24 October 2010

Beyond "Climategate" - Curry, Pielke Jr. and Revkin at Purdue Nov 3

This should be fun -- I'll be on a panel with Judy Curry of Georgia Tech and Andy Revkin of Pace University and the NY Times.  From the Purdue University website:


Over the past couple of decades, governments around the world have spent $Billions researching past and present climate variability and change, its impact to our environment, and likely future climate scenarios. In 2007 the Intergovernmental Panel on Climate Change published its 4th Assessment Report, proclaiming that, “The warming of the climate system is unequivocal”, stating with ‘very high confidence’ that human activity has contributed significantly to the observed changes. A recent poll indicated that well over 90% of climate scientists agree with findings of anthropogenic global warming. As robust debates continue within the scientific community concerning the magnitude of human influence, the rate of, and likely future impacts of climate change, public opinion - across all demographics - about the certainty of global warming and humanity’s role in climate change has decreased significantly over the past two years. The ‘Climategate’ controversy has raised additional questions not just about the legitimacy of climate science, but about the credibility of climate scientists themselves. A growing segment of the American population now believes that warnings about climate change are part of an elaborate hoax. To some observers, the climate change science community has failed in its public relations efforts. To others, the climate change science community has not been active enough in politics.

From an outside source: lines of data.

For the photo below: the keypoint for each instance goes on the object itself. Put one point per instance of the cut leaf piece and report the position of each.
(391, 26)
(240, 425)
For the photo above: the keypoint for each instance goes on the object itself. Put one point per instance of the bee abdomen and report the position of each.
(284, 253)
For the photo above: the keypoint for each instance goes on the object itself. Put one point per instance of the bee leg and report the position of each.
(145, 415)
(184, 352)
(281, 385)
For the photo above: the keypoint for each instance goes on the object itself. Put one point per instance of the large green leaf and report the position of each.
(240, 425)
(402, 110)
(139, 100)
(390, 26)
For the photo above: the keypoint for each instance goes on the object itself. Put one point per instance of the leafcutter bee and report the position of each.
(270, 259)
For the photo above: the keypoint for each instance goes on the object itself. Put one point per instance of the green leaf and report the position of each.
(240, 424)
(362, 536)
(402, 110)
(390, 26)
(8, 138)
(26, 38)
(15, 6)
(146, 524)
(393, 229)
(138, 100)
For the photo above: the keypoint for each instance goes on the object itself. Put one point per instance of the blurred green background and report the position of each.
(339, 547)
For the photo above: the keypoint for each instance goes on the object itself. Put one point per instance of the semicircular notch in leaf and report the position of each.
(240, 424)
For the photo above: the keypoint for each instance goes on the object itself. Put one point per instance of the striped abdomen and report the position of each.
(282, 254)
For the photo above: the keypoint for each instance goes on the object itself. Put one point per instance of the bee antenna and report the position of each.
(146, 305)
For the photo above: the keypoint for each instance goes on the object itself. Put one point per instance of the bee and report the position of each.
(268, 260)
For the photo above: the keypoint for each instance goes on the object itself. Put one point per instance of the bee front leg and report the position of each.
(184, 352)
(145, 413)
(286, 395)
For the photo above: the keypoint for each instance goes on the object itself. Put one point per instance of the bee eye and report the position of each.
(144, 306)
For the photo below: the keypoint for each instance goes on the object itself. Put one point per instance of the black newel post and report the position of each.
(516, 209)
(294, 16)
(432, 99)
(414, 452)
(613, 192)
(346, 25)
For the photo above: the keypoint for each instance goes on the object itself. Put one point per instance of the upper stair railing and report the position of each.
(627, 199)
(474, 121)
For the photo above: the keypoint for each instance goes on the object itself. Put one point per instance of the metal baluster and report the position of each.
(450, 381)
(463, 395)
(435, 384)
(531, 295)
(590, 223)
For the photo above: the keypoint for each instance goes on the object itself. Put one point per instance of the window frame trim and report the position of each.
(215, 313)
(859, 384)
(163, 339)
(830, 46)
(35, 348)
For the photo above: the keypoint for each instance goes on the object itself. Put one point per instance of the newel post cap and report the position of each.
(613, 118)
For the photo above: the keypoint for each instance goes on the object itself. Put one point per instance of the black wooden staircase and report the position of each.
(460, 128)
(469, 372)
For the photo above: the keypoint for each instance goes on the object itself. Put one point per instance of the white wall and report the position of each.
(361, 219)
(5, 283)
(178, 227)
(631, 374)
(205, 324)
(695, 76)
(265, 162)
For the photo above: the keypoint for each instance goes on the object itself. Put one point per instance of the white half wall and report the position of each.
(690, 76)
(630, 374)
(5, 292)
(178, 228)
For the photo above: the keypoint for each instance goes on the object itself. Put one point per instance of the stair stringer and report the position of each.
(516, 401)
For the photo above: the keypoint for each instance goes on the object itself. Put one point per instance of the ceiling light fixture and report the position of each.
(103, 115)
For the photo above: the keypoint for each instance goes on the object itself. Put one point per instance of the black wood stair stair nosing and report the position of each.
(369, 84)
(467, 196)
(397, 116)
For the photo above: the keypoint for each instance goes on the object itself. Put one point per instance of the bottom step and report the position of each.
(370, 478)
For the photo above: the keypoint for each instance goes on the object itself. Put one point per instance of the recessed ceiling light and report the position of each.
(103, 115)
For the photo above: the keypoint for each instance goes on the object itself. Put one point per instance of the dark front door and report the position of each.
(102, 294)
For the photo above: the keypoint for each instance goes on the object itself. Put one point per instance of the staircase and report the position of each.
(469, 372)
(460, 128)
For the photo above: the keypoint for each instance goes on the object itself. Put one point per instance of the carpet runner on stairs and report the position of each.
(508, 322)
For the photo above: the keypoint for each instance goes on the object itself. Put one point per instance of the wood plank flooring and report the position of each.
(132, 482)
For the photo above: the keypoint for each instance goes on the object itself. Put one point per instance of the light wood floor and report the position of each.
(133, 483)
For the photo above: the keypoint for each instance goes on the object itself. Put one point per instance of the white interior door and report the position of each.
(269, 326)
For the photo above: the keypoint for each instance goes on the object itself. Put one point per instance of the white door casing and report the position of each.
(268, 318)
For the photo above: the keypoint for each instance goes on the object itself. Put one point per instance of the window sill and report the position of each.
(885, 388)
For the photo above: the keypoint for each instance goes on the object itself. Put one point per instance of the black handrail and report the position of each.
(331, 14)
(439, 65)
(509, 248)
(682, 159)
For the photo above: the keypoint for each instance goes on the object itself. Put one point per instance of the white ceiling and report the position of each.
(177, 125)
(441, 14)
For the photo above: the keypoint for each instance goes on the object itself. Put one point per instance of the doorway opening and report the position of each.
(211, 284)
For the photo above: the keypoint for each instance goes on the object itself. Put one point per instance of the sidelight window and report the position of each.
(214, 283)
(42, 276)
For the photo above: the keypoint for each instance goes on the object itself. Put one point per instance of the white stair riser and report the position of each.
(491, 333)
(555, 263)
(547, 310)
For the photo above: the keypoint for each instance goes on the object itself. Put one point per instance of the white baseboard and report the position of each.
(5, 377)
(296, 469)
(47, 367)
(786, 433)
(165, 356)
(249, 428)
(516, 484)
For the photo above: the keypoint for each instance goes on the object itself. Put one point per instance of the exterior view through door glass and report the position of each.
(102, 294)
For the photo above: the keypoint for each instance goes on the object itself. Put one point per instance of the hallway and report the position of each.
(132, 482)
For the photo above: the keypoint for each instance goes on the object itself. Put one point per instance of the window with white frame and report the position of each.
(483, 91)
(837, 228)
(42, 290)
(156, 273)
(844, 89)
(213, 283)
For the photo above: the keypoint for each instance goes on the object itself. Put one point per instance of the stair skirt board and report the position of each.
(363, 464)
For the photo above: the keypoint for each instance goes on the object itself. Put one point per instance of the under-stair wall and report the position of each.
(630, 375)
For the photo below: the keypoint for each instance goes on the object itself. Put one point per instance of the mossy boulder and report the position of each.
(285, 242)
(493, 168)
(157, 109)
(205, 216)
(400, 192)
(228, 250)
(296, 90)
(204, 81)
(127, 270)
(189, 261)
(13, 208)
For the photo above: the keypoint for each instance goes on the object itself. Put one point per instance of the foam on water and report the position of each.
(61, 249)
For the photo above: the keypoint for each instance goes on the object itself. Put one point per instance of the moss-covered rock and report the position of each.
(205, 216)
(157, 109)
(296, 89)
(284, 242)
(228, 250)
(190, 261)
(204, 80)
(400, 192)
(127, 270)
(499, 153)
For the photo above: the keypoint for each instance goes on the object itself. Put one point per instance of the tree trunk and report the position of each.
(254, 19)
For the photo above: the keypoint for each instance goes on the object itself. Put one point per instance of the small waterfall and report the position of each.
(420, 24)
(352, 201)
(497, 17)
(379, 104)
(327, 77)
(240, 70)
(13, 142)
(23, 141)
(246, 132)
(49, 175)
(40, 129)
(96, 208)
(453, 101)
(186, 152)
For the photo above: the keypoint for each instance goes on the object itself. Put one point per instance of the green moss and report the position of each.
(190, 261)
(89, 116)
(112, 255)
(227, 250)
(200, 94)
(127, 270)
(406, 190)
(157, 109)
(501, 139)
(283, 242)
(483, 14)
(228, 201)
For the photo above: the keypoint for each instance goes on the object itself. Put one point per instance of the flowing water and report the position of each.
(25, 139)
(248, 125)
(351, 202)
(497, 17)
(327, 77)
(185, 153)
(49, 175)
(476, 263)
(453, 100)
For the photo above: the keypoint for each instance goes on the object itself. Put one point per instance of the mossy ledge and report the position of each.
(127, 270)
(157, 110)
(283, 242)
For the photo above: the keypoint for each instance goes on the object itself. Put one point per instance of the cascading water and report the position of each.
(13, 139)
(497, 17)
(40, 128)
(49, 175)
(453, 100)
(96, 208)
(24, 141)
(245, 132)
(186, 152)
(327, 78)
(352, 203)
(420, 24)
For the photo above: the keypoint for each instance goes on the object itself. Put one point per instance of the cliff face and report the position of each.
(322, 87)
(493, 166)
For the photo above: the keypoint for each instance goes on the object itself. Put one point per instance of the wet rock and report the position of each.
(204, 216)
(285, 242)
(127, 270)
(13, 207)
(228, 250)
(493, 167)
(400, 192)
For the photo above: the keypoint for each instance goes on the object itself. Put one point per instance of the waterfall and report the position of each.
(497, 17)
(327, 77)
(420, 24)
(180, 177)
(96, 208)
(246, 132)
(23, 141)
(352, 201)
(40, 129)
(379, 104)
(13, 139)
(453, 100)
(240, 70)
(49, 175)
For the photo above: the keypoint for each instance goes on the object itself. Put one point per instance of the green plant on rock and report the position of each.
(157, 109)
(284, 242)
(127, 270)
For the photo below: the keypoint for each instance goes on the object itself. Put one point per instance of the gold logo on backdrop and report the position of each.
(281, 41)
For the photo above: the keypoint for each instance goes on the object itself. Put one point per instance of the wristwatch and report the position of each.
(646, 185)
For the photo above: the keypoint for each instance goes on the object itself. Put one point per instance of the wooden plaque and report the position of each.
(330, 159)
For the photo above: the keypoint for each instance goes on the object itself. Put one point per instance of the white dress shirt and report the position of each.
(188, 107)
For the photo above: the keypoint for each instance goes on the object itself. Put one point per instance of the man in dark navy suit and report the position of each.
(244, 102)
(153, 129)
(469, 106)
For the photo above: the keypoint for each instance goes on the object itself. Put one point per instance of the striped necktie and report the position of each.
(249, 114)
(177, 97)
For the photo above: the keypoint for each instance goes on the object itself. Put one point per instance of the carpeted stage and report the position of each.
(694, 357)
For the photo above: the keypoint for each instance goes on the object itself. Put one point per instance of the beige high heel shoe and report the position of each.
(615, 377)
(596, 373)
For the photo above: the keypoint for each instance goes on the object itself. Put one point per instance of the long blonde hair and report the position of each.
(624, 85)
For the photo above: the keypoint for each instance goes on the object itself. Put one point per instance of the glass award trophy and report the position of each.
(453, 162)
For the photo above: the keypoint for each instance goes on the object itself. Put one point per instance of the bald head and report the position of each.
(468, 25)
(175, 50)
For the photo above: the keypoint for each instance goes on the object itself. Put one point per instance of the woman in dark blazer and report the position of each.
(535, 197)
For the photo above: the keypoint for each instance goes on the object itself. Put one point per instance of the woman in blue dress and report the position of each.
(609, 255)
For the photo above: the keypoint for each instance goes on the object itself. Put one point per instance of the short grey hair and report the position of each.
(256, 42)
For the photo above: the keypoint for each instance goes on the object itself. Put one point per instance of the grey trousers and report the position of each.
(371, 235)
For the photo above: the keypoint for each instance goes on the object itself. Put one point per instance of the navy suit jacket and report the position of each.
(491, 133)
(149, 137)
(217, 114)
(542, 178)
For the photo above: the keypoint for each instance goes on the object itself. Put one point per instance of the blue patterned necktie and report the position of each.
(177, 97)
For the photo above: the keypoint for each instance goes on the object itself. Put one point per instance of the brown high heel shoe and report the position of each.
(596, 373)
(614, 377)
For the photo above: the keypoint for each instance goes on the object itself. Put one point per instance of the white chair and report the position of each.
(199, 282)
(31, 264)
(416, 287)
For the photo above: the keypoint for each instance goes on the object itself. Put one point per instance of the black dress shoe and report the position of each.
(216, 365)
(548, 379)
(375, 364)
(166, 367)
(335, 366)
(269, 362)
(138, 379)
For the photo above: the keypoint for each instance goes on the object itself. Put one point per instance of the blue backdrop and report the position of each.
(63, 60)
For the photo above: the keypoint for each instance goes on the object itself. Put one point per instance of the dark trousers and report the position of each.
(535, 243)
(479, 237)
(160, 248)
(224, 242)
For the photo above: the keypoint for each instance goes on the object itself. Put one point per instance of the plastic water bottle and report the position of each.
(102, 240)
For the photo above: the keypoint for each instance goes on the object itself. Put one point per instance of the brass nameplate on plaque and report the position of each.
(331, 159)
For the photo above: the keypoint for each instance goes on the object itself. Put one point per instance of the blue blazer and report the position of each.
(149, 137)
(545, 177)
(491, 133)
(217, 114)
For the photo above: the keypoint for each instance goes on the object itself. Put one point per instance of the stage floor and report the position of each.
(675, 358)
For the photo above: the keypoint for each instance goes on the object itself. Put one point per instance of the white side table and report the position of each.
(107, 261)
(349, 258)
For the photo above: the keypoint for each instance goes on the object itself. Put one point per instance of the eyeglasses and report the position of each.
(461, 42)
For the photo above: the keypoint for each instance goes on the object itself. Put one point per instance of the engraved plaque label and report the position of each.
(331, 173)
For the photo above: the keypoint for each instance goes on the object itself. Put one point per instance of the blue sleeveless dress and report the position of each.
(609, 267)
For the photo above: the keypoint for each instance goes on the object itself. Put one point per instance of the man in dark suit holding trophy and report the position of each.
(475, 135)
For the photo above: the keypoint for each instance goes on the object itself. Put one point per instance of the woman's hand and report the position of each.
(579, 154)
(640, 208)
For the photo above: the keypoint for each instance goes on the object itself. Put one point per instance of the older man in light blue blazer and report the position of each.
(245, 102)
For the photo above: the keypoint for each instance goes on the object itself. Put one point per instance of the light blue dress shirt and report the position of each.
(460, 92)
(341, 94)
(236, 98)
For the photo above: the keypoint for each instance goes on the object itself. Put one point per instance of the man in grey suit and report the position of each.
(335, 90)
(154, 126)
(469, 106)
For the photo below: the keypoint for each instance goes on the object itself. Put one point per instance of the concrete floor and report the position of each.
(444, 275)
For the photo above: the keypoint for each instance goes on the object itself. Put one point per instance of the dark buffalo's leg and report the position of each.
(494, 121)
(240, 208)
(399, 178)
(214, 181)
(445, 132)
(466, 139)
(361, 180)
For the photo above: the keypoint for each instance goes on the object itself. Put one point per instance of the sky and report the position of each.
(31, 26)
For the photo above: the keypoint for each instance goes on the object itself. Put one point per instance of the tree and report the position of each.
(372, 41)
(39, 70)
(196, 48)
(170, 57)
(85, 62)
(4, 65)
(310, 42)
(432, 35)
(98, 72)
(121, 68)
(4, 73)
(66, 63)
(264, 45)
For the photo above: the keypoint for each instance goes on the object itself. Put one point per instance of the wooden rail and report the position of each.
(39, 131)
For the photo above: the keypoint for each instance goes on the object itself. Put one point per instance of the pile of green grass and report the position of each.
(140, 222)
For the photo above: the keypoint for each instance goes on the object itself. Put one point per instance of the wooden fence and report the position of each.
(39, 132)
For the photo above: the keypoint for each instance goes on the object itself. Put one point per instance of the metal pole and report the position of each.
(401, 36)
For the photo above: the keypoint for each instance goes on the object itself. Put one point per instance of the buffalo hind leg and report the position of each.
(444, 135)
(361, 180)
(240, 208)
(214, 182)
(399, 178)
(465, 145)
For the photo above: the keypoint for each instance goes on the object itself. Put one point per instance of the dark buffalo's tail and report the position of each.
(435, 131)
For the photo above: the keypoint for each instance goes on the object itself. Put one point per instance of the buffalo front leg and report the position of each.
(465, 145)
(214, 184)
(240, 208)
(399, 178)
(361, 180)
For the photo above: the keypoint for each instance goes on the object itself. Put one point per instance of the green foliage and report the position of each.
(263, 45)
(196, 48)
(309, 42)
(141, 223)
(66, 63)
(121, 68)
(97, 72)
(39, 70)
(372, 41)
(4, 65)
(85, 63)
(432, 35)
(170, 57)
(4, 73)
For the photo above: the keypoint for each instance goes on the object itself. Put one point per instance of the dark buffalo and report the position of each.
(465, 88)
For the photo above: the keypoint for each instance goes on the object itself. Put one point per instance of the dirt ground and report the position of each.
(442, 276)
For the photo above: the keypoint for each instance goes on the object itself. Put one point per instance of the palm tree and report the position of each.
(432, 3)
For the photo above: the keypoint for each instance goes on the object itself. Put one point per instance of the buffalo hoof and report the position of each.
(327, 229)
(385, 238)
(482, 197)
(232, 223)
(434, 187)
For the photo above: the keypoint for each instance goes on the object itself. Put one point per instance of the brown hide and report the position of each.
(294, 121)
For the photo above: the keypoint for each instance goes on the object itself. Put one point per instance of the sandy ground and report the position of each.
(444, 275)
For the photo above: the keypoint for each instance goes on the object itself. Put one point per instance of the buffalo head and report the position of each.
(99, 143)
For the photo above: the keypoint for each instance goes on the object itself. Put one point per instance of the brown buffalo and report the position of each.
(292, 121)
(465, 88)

The purpose of this forum is to examine why such a contradiction between growing scientific certainty and decreasing public belief in climate science exists. In particular we wish to explore some of the following themes:
  • Have scientists become ‘too political’ in their advocacy of particular climate change mitigation and adaptation policies?  Do the benefits of engaging in political advocacy outweigh the risks of losing their credibility as scientists? 
  • What role has the media, including the blogosphere and the Internet, played in this growing contradiction? How has the media shaped the way that climate science is debated, disputed, and created? Is there a ‘better’ way for climate scientists to work with the media?
  • Moving forward, is there a better role for climate scientists in political and policy debates, and if so, what would it look like?


john bord said...

How does this debate shape grant writing and seeking government funds, for me a very strong influence on the scientific community.

isaacschumann said...


I live in West Lafayette, I'll be there! Thanks for the heads up.

Ian Blanchard said...

"Have scientists become ‘too political’ in their advocacy of particular climate change mitigation and adaptation policies? Do the benefits of engaging in political advocacy outweigh the risks of losing their credibility as scientists?"

Taking the two questions separately:
1) Advocacy of mitigation / adaptation policies - there certainly seem to be occasions where some climate scientists (Professor Hansen being one) are straying beyond their expertise (of analysing the scientific evidence) and into areas of politices / policy / economics. This isn't necessarily a 'bad' thing per se (i.e. people, even scientists, have opinions on such issues), but when listening to their opinions, the public must remember that this advocacy is not from a position of expertise (unlike for example our host here, where this confluence of science and decision making IS the specific area of expertise).

2) As above, advocacy is inevitably to be found in some (most) scientists when it comes to defending their ideas and intellectual work (although in most areas of science, the knock-on of this advocacy is much less than is the case presently in climate science). However, I think there is more of a risk that advocacy can lead to a loss of objectivity of a scientist (loss of credibility may follow, depending on how resolutely you continue to defend the indefensible).
I'm a skeptical scientist, but if asked what would convince me to change my mind regarding the risk of damaging climate change, the answer would be if there was a return to a similar warming trend as observed in the 80s and 90s (at present, the average temperature calculations don't particularly seem to want to play ball in this, although the fact that the satellite temperature anomalies remain relatively high several months after the transition from El Nino to El Nina do put some doubts in my mind on this issue.)

alexandra.russell said...

Which pole stated the 90% of scientists?